1 Chronicles 29:11 ESV
11 Yours, O Lord, is the greatness and the power and the glory and the victory and the majesty, for all that is in the heavens and in the earth is yours. Yours is the kingdom, O Lord, and you are exalted as head above all.
He sustains the world according to his divine decree
Psalm 135:5–7 ESV
5 For I know that the Lord is great, and that our Lord is above all gods. 6 Whatever the Lord pleases, he does, in heaven and on earth, in the seas and all deeps. 7 He it is who makes the clouds rise at the end of the earth, who makes lightnings for the rain and brings forth the wind from his storehouses.
His grandeur is so beyond everything we have known or can comprehend, that even the angels in heaven cry ‘Holy’ !
The word ‘holy’ means to be set apart, to be other, of another category altogether, alien to every comparison. And again as R.C Sproul used to say, the angels don’t just sing ‘Holy’, the sing ‘Holy, Holy, Holy’.
A repetitive exclamation, a trinitarian accolade that none have given him but is his for all eternity. He is altogether another, set apart, holy, magnificient.
Therefore, when we talk about his beauty, magnificence, holiness, lovingkindness, mercy, anger, judgement, and whatever else, we are to cry out “Holy”. That’s his category, it is another. Entirely another. Beyond our capacity to grasp.
If that be, then what of his power? What do you know about God’s power? - HOLY!
Beyond our grasp.
Beloved, what are these spiritual gifts, but that Holy power that is at work in us?
O to be endowed with the gift of tongues, where the Holy Spirit forms words in our mouth.
O to be endowed with the gift of prophecy, where our finite and obscure minds are disclosed with the mysteries of people’s hearts, and of the times that we live in, and with the discernment of God.
O how precious to be given these gifts of divine intervention where we are partakers of holiness, set apart in Him.

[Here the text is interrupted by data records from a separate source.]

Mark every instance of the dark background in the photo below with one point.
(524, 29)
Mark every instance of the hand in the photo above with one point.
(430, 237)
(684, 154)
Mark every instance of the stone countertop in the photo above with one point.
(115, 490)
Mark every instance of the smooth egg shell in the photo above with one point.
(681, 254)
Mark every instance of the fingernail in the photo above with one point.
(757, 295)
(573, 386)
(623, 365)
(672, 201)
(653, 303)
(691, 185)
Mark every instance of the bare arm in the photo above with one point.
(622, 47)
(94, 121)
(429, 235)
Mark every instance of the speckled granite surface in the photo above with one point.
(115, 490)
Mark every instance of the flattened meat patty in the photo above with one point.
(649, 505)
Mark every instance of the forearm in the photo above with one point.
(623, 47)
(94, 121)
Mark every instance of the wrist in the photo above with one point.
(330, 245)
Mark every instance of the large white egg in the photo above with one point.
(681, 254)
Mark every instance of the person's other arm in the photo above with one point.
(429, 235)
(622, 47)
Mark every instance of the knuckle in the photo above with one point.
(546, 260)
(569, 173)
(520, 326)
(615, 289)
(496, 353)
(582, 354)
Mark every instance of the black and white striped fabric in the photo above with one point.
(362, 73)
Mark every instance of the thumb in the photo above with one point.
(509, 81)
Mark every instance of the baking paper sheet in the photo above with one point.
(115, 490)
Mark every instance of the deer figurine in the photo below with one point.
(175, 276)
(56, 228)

How did we come to inherit this?
Hebrews 1:3 ESV
3 He is the radiance of the glory of God and the exact imprint of his nature, and he upholds the universe by the word of his power. After making purification for sins, he sat down at the right hand of the Majesty on high,
Christ our King uholds the universe by the word of his power.
The exact imprint of God’s nature, the radiance of his glory, and he came and we killed him. Our flesh rebels against the glory of God.

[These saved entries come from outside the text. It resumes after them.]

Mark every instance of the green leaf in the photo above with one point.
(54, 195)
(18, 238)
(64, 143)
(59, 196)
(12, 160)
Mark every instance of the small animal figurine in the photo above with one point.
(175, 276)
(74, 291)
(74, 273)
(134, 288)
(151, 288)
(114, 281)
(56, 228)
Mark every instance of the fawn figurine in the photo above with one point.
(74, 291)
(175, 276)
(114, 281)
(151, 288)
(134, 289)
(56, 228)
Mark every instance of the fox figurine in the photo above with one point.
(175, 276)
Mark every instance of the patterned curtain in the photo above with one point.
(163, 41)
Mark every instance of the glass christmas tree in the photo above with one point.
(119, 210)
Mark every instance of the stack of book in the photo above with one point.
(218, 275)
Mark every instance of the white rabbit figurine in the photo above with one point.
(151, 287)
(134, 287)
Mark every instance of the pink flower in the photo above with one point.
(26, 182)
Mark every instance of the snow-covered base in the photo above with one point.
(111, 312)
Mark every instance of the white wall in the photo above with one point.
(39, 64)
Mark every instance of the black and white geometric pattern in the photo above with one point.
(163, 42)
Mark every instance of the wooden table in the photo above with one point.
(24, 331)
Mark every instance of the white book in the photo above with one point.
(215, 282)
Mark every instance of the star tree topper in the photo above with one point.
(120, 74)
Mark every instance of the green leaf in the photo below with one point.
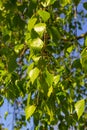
(65, 2)
(31, 23)
(44, 15)
(76, 64)
(85, 41)
(85, 5)
(76, 2)
(36, 44)
(54, 34)
(33, 74)
(29, 111)
(40, 28)
(12, 64)
(49, 78)
(79, 107)
(56, 79)
(18, 47)
(84, 59)
(47, 3)
(6, 114)
(50, 91)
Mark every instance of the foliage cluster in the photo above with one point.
(42, 61)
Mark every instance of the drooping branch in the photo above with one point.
(74, 37)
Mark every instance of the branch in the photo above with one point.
(81, 36)
(75, 37)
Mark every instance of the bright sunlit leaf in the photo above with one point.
(36, 44)
(50, 91)
(40, 27)
(33, 74)
(29, 111)
(79, 107)
(31, 23)
(44, 15)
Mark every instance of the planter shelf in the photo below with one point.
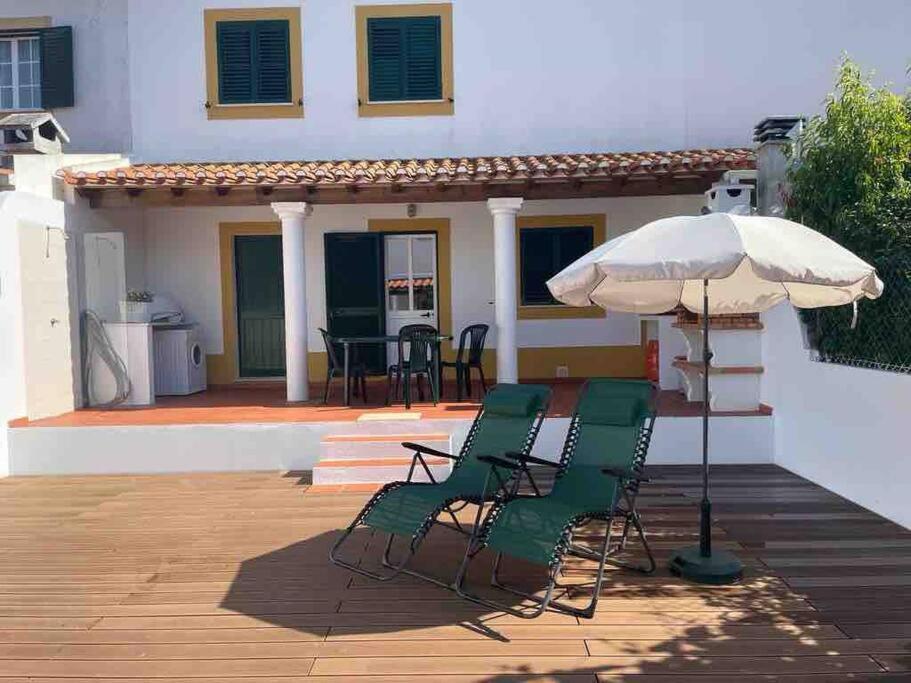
(736, 368)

Yet he died making purification for our sins, and rose and sat down at the right hand of Majesty
Offered to us in these verses, beloved, are promises coming into effect in the Holy Spirit of God who now indwells in us.
The Gifts of the Holy Spirit are not a divine option, but a divine promise. As we partake of these, we are bound in love, mature in faith, and secure in our unity in Christ.
Ephesians 1:18–23 ESV
18 having the eyes of your hearts enlightened, that you may know what is the hope to which he has called you, what are the riches of his glorious inheritance in the saints, 19 and what is the immeasurable greatness of his power toward us who believe, according to the working of his great might 20 that he worked in Christ when he raised him from the dead and seated him at his right hand in the heavenly places, 21 far above all rule and authority and power and dominion, and above every name that is named, not only in this age but also in the one to come. 22 And he put all things under his feet and gave him as head over all things to the church, 23 which is his body, the fullness of him who fills all in all.